Two Electric Car Pioneers in Trouble

Making and selling cars is not an easy proposition, especially if you’re competing against established big guys like Ford and GM, and even more so if you’re making an electric car – which few people seem ready to buy yet.

So, it’s sad but not surprising that two courageous companies that took a stab at manufacturing electric cars are in trouble. Indeed, it would be more surprising if they succeeded.

Fisker Automotive, which was producing the $100,000 electric sports car Karma, stopped making cars last year. They have had to lay off 75% of employees while struggling to find capital, but it doesn’t look good. 

The Department of Energy (DOE) gave Fisker a $529 million loan in 2009, but it had only drawn $193 million when payments were stopped in 2011.

Payments were stopped because Fisker didn’t meet DOE’s milestones – that 11,000 cars would be sold by 2011. Only 2000 Karmas have sold worldwide and just 900 in the US. 

Last week, DOE seized $21 million from Fisker to get some of the money back, when it failed to meet the loan repayment schedule. One of the most heavily-backed venture companies ever, Fisker raised $1.2 billion from investors – $100 million of that last September.

Lots of problems plagued Fisker, including losing 10,000 cars in Hurricane Sandy.

Fisker Karma


Naturally, this provides new fodder for GOP attacks, who are more than happy to revive Solyndra. They held a hearing on Fisker last week.

"Despite Fisker’s difficulties, our overall loan portfolio of more than 30  projects continues to perform very well, and more than 90% of the $10 billion loan loss reserve that Congress set aside for these programs remains  intact," Aoife McCarthy from DOE told   Bloomberg.

Coda Too

Coda Holdings has filed for bankruptcy and is looking to sell its assets for $25 million.
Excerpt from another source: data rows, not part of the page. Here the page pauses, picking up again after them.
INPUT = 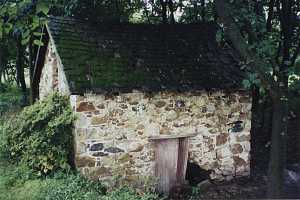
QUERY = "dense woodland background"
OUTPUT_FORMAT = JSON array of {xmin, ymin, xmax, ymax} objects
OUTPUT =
[{"xmin": 0, "ymin": 0, "xmax": 300, "ymax": 198}]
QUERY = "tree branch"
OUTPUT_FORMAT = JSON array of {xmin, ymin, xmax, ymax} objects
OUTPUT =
[{"xmin": 215, "ymin": 0, "xmax": 277, "ymax": 97}]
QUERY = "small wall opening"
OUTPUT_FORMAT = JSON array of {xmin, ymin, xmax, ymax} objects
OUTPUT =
[{"xmin": 185, "ymin": 161, "xmax": 212, "ymax": 186}]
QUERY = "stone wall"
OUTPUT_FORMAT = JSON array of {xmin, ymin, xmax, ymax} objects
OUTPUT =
[
  {"xmin": 39, "ymin": 40, "xmax": 70, "ymax": 99},
  {"xmin": 71, "ymin": 91, "xmax": 251, "ymax": 182}
]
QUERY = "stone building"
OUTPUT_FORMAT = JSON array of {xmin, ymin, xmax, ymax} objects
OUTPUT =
[{"xmin": 33, "ymin": 17, "xmax": 251, "ymax": 186}]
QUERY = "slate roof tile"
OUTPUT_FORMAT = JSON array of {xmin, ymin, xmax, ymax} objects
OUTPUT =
[{"xmin": 47, "ymin": 17, "xmax": 244, "ymax": 93}]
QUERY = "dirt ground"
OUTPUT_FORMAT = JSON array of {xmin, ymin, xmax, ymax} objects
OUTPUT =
[{"xmin": 170, "ymin": 175, "xmax": 266, "ymax": 200}]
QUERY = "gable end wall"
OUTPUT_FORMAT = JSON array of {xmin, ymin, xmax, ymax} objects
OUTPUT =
[{"xmin": 39, "ymin": 39, "xmax": 70, "ymax": 99}]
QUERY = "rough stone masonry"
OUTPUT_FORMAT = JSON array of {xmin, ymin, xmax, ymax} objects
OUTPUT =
[
  {"xmin": 37, "ymin": 16, "xmax": 252, "ymax": 186},
  {"xmin": 71, "ymin": 91, "xmax": 251, "ymax": 182}
]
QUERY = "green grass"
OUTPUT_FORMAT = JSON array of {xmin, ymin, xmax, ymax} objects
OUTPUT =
[
  {"xmin": 0, "ymin": 87, "xmax": 163, "ymax": 200},
  {"xmin": 0, "ymin": 162, "xmax": 159, "ymax": 200}
]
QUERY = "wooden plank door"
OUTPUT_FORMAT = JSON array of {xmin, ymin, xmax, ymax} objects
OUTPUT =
[
  {"xmin": 155, "ymin": 139, "xmax": 179, "ymax": 194},
  {"xmin": 176, "ymin": 138, "xmax": 189, "ymax": 185}
]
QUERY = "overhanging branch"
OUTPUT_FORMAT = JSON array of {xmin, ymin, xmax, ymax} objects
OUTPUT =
[{"xmin": 215, "ymin": 0, "xmax": 277, "ymax": 97}]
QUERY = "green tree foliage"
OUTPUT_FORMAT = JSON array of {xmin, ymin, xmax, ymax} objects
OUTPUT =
[{"xmin": 1, "ymin": 94, "xmax": 74, "ymax": 174}]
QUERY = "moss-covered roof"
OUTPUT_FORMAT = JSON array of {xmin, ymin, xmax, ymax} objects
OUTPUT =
[{"xmin": 48, "ymin": 17, "xmax": 242, "ymax": 93}]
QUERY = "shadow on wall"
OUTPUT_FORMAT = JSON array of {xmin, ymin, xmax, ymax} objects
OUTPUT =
[{"xmin": 185, "ymin": 162, "xmax": 213, "ymax": 186}]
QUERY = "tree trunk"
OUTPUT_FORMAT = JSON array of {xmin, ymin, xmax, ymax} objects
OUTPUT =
[
  {"xmin": 268, "ymin": 96, "xmax": 288, "ymax": 199},
  {"xmin": 16, "ymin": 37, "xmax": 27, "ymax": 105},
  {"xmin": 160, "ymin": 0, "xmax": 168, "ymax": 24},
  {"xmin": 168, "ymin": 0, "xmax": 175, "ymax": 24}
]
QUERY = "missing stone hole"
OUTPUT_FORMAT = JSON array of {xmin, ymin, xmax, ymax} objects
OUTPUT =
[{"xmin": 185, "ymin": 161, "xmax": 213, "ymax": 186}]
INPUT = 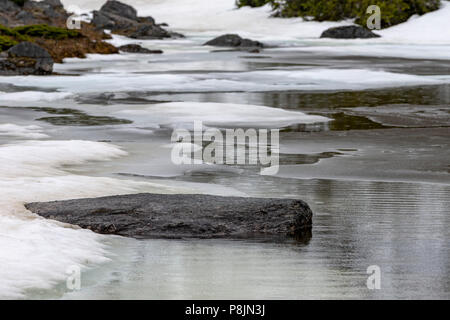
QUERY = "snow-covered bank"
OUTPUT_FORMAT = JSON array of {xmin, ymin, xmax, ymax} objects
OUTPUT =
[
  {"xmin": 63, "ymin": 0, "xmax": 450, "ymax": 44},
  {"xmin": 0, "ymin": 139, "xmax": 225, "ymax": 299}
]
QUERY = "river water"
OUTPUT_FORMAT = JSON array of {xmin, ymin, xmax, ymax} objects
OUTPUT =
[{"xmin": 0, "ymin": 1, "xmax": 450, "ymax": 299}]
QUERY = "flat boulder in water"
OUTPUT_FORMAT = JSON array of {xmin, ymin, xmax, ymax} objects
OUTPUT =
[
  {"xmin": 26, "ymin": 194, "xmax": 313, "ymax": 238},
  {"xmin": 119, "ymin": 44, "xmax": 163, "ymax": 54},
  {"xmin": 320, "ymin": 26, "xmax": 380, "ymax": 39},
  {"xmin": 204, "ymin": 34, "xmax": 264, "ymax": 48}
]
The company did not receive a loan from DOE.

Its car debuted a year ago, and although some criticized it for being "no frills" it had a driving range of 125 miles.

Although investors poured $344 million into the company, when it came time to raise more capital it wasn’t there. By that time it had become clear the electric vehicle market would grow much slower than people hoped. There were also production delays.

The company plans to quit auto manufacturing and refocus on energy storage, which is much less capital-intensive. It plans to  use the technology in its cars but for utilities and building operators to store power.

Other casualties in the electric vehicle space are A123 Systems, which supplied lithium batteries to Fisker, and Ener1, another battery manufacturer for electric cars.
Ener1, which received $118 million from DOE says it will exit bankruptcy with $86 million in new equity funding and a stronger balance sheet.

Tesla is the only pure-play electric car manufacturer that’s selling substantial numbers of cars, achieving profitability for the first time last quarter.
And it said it will repay its DOE loan of $465 million by 2017. 

Two new companies have entered the electric vehicle space: Detroit Electric and GreenTech Automotive.

Sales of plug-ins are growing in the US, just not as optimists anticipated. 50,288 plug-ins sold in 2012, led by GM’s Chevy Volt, up from 17,805 in 2011, according to Bloomberg. 17,842 plug-ins sold during the first quarter of this year.

All-electric car sales totaled 13,542 in 2012, a 34% rise from  10,104 sold in 2011, says Bloomberg, with Hawaii the leading state.